Service members are allowed to publicly oppose the war if it is done on their own time and they do not wear their uniforms while doing so.

"This is a movement," said Norfolk-based Seaman Jonathan Hutto, an event organizer. "We're not advocating an abandonment of Iraq, but we don't want to see more troops sent in, and we want a political solution to end this. Right now, Iraq is in virtual chaos, in a civil war."

Peace activists from the region welcomed the active-duty war protesters warmly, promising to support them.

"We have a message for the military brass: Any harassment or retribution of these people ... will be met with the full force of our resistance. These are our brothers and our sisters, and they do not stand alone," said Phil Wilayto, a member of the Virginia Anti-War Network.
The last message is especially interesting. The first assumption is that there will be retribution. I've looked around the AlgoreNet and haven't found any reports of such. Milblogs definitely don't speak to it, though the vast majority of them seem to have a message quite in conflict with this one.

I'm also fascinated by the calls to stop the surge. Seems those calling for this line of reasoning are using Rumsfeld's strategy. Odd that, considering these are the same people who were yelping for his head just a couple of months ago. It's even better when they quote the generals that supported Rumsfeld's methods.

The worst argument that is continually being perpetuated, is that there is only a political solution in Iraq. Fascinatingly myopic. Anyone that has studied any history of insurgencies will tell you that politics alone isn't enough. Just like military alone isn't enough. Iraq is even more complex than most historical insurgencies, so a more complex solution is needed. Politics is the big one, and the Iraqi elected government needs to do more. There also needs to be security for the people in the zones of major conflict. That includes controlling the militias and enforcing stability. There is also economic solutions required for jobs for the unemployed and oil revenue sharing among the factors. Putting onus on a single part of a realistic solution is further proof that the speaker truly hasn't a clue.
Active-duty war objectors face ostracism among their peers and potential retaliation from their superior officers, said Fabian Bouthillette, a former Navy officer who joined Iraq Veterans Against the War.
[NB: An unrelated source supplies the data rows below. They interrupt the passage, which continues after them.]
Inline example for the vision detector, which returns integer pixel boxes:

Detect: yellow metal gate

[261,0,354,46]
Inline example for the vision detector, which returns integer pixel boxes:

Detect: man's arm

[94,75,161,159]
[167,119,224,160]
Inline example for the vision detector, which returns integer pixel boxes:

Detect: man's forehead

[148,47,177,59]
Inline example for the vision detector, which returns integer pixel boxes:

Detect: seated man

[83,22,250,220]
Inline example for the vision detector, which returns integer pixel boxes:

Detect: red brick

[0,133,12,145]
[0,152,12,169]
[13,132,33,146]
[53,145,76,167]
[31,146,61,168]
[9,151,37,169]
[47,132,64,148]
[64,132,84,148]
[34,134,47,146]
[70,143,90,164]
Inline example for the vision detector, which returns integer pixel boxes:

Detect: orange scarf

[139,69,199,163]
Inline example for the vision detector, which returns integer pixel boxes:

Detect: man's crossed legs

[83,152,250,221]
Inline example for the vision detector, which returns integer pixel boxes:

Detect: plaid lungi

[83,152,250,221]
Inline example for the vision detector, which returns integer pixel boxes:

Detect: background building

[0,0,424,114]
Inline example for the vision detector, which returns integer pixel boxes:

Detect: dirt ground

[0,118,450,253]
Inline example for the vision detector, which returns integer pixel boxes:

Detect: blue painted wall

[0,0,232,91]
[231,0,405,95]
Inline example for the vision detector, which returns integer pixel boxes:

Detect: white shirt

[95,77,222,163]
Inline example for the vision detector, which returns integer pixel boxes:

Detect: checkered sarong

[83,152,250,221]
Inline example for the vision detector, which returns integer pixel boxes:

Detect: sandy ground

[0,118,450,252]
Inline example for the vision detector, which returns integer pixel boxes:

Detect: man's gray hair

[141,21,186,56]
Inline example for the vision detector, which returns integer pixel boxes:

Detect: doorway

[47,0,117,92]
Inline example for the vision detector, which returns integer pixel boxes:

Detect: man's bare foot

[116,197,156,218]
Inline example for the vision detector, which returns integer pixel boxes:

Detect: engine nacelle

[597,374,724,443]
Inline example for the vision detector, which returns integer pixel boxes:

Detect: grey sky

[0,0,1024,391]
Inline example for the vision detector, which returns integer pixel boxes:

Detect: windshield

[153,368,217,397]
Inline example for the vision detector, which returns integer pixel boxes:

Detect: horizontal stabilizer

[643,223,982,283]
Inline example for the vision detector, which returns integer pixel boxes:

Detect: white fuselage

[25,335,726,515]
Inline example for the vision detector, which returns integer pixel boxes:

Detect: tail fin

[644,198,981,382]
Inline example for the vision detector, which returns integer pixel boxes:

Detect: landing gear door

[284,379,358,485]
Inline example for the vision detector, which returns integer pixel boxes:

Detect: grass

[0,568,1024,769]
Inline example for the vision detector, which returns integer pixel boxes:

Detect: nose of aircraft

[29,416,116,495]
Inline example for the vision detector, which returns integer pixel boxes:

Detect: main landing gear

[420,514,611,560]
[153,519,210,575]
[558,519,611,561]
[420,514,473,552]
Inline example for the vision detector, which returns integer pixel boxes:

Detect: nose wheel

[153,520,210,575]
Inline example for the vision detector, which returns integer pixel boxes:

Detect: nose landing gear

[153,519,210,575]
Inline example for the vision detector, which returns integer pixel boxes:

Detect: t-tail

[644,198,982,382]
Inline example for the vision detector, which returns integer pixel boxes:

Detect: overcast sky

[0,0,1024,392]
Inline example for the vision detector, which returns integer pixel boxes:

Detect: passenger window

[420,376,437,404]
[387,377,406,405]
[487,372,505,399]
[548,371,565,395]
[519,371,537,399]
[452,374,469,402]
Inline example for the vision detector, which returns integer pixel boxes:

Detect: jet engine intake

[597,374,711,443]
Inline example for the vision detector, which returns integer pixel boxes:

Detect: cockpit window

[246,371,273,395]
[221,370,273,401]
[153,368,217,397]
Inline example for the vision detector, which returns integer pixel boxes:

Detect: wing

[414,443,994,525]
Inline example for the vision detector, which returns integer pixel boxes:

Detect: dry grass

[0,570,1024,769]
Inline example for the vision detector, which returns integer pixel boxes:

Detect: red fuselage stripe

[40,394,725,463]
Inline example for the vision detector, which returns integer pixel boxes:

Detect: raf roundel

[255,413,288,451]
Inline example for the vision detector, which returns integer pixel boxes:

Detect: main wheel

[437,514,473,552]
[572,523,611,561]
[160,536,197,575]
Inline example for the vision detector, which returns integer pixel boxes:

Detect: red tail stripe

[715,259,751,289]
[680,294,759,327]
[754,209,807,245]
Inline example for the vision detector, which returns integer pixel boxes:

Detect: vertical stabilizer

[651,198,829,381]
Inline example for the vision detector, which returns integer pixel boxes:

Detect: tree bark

"Supporting the troops means more than slapping a bumper sticker on a car," he said. "I think it is very difficult for active-duty men and women to protest, to speak out. They have that right. We're all in this together."
Not much you can do about the ostracism from peers. You choose to protest, you choose to stand in the way of dissension. Your choice. As for the command retaliation, I'm betting that is far less than this guy would lead you to believe. There are rules within the military, and if the officers stray outside there bounds they can see legal action. As long as the protester sticks to the requirements of the law they have little to worry about. But note, the repeated contention that they will be ostracized by the command structure is a bit of propaganda to make you believe that this is actively occurring, though there is little evidence to support it.

1 comment:

geekwife said...

Hmmm... so not everyone who has served over there is in support of the war. Shock! Who knew that you could get differing opinions in a group of over a hundred thousand people?

Really, given that the left is telling us that most of the poor saps who join the military are bright kids with no other options, shouldn't we be surprised that the number of anti-war vets isn't much, much larger?

The truth is that those military that are anti-war protest in a clear way - they don't reinlist. Given the amazingly high rate of reinlistment, it's safe to say that a strong majority of our soldiers are in support of the war in Iraq. The anti-war vets are welcome to their opinion, but it is still just an opinion, and a minority viewpoint among vets at that.